Always a classic issue. We always press towards seeing our unity with all things, but then the thing is, at what point does the trivial aspect stop being trivial?

What's to say our humanity, under this line of thought, isn't trivial. We're all living beings. Chicken, fish, human, amoeba. Why see a difference and say it matters?

The chicken, too, must die.

Maybe we've been going at all wrong, and the universe is very interested in how particular a thing can become, how far it can stop being part of the universal, the same as everyone else, and in fact become something unique that can still speak to others.

Maybe, just maybe, like a baker making gingerbread men, what's interesting is when something becomes different from all of the others. And that THAT'S what is important.

Ever since running into LYL's ideas about the universal and the particular, I look at the works of the great master poets, and I just wind up seeing texts that bristle and resonate with the particular, as well as his universal.

Examining the work of Tu Fu and Li Po, there are plenty of instances when their work is engaging the world. Dante's Inferno is VERY particular. Around the world, these pieces are infused with the particular, and still resonate with power and strength.

Sure, from century to century, some people may consider those the boring bits, but that's their problem.

When Tu Fu writes of the Hsien-yang Bridge and the army carts and the shores of the Kokonor, I see an immortal poet who's quite engaged.

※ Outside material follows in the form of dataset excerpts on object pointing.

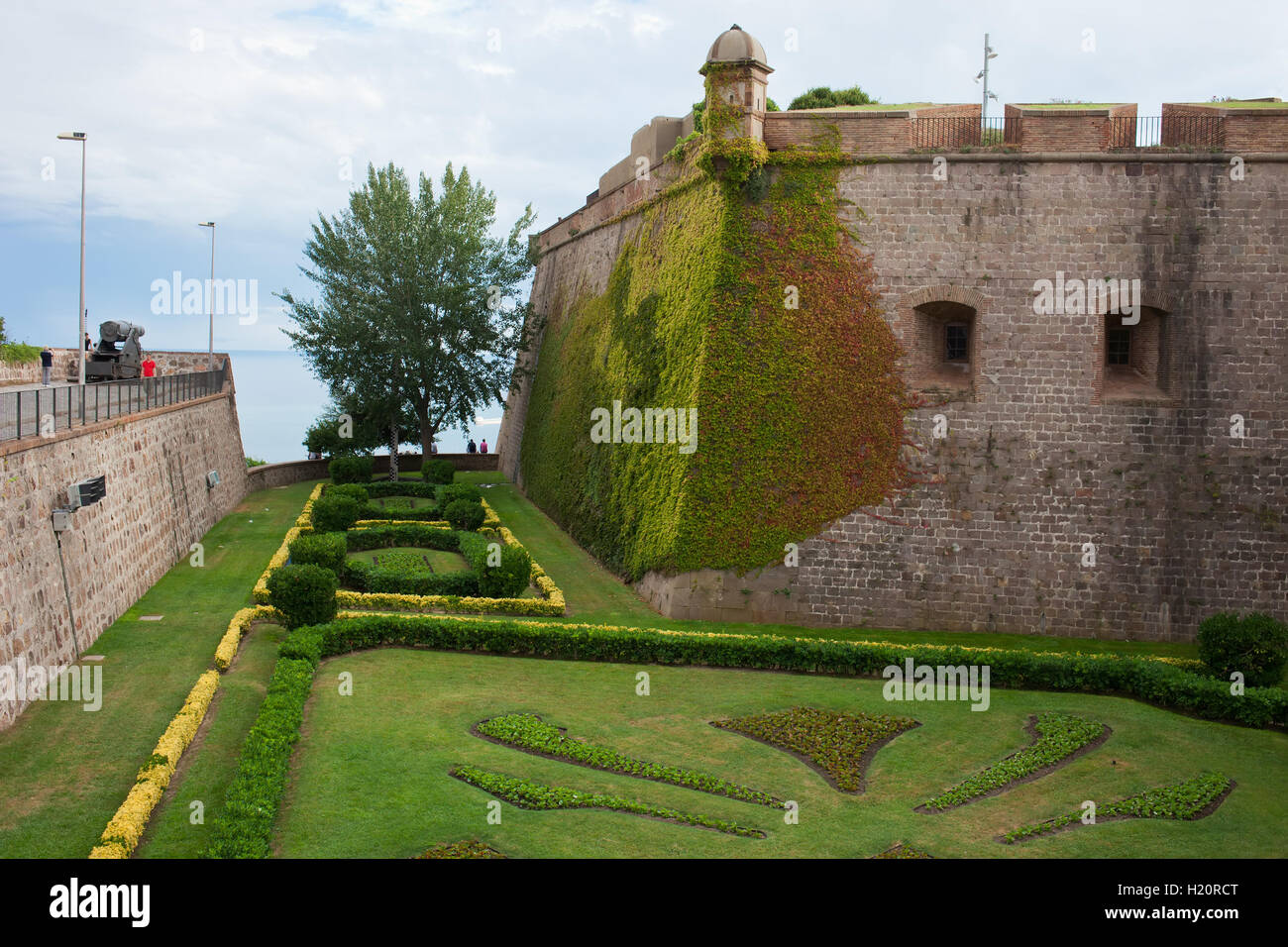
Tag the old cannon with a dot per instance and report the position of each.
(117, 355)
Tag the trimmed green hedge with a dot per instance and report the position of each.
(402, 535)
(465, 514)
(451, 492)
(244, 828)
(1254, 646)
(325, 549)
(1153, 682)
(438, 472)
(380, 488)
(303, 594)
(356, 491)
(400, 574)
(335, 513)
(509, 578)
(425, 514)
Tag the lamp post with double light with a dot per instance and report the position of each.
(80, 338)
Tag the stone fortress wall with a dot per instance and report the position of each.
(158, 505)
(1048, 460)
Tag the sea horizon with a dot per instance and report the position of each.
(278, 398)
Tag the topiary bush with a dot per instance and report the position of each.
(351, 470)
(325, 549)
(459, 491)
(505, 579)
(303, 594)
(464, 514)
(1256, 646)
(335, 513)
(438, 472)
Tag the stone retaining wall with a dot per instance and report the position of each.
(158, 505)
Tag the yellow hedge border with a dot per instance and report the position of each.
(237, 629)
(125, 828)
(552, 604)
(283, 552)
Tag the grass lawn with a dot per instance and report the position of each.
(439, 560)
(370, 775)
(596, 595)
(63, 772)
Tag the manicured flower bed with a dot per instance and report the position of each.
(529, 733)
(1190, 799)
(835, 744)
(535, 795)
(471, 848)
(407, 574)
(902, 851)
(1059, 737)
(407, 592)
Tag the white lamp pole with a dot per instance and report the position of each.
(80, 339)
(210, 361)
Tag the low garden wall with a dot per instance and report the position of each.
(268, 475)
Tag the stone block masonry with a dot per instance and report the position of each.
(1035, 463)
(158, 505)
(1041, 457)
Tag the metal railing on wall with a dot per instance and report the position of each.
(46, 411)
(1167, 132)
(965, 132)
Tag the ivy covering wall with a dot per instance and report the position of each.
(800, 410)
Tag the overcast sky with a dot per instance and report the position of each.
(252, 112)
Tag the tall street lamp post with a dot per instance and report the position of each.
(80, 338)
(210, 361)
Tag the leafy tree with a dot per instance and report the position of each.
(823, 97)
(413, 326)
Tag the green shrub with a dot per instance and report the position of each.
(407, 574)
(505, 579)
(325, 549)
(824, 97)
(335, 513)
(377, 489)
(426, 514)
(438, 471)
(1256, 646)
(402, 535)
(356, 491)
(464, 514)
(303, 594)
(1145, 680)
(245, 826)
(356, 470)
(459, 491)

There are plenty who've come before me who write of their time as if what's happening then is important, even as we all seek out that which is truly non-trivial in our existence.

If we were to write a poem about saying we're Third Rock From the Sun fans, that might be something different, but writing about our experiences in Asian America isn't something to be casually dismissed as somehow 'less.'

We can't all write the Bhagavad Ghita, which, to hear LYL go on about it seems some higher ideal to aspire to, but come on, the Mahabarata itself is a tale of court life.

A court life that includes interaction with the gods and creatures of mythology, granted, but it reads to me as a document interested in the particular as well as the univeral.

The Song of Solomon is a book about erotic love and a dialogue between a bridegroom and a bride, grounded in both the cosmic and the finite.

The greater issues become greater because they have to touch the particular at some point, or else they become simply alien or more likely, bad poetry.